We might agree that the first thing Brinley should to to make her site more appealing to search engines is to post her articles as text. Seeing that this was not the case, I assumed she’s dealing with a bad apple.
[...] I updated the F Brinley Bruton blog entry a few days ago. If you recall, F Brinley Bruton was where I learned about SEO and met Esoos Bobnar. Posted by Alan Gutierrez Filed in Blogging, Aside [...]
Nice photo and story. Your blog always educates me in some way, technical or topical. Am scanning and organizing pix all day as it it finally raining here and I don’t have to feel guilty about not being outside today. Weird how nice MN weather can do that to me. Must be something in that to do with The Enemy of the Good–I haven’t forgotten, just not sure what I want to say yet. Forgive any recent flippancy, please. I chalk it up to gardening at night, well, digging at dusk, and cheap wine from the new trans neighbors.

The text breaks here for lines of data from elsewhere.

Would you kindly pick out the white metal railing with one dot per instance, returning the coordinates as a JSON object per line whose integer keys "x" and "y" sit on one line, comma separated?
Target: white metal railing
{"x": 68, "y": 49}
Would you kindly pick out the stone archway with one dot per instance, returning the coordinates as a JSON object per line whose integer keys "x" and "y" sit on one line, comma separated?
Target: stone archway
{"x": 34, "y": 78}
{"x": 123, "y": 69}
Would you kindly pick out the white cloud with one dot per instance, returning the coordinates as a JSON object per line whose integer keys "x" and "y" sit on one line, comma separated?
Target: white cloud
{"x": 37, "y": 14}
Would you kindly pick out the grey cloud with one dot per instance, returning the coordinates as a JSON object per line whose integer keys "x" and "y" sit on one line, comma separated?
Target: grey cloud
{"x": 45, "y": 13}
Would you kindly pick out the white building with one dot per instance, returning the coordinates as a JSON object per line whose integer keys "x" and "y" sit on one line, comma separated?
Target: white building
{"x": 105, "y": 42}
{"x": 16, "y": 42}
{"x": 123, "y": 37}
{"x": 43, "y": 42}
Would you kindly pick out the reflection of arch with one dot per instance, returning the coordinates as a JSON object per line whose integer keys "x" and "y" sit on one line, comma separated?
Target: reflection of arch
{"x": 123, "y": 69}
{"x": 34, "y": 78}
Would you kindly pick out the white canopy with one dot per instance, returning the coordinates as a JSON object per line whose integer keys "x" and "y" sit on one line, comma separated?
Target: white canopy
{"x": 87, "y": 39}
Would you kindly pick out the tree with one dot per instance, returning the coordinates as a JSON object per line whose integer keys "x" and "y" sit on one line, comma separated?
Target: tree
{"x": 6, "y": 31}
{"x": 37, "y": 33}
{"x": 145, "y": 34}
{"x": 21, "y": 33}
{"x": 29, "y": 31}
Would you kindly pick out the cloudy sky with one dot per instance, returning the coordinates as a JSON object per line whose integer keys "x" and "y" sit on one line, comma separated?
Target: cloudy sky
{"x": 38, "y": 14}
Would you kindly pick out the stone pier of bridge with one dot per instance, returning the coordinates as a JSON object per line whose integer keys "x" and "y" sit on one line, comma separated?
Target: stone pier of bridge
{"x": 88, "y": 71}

Finally raining here after two months. The city’s pumps are hurting for it.
I learn a lot from my blog myself. Esoos has put me onto the importance of search engine optimization. I’m reading his blog and articles. Optimization makes it sound like programming, but it’s really a lot like the way newspapers optimize an article to get read by people, choosing the right headlines, placing it in the right context.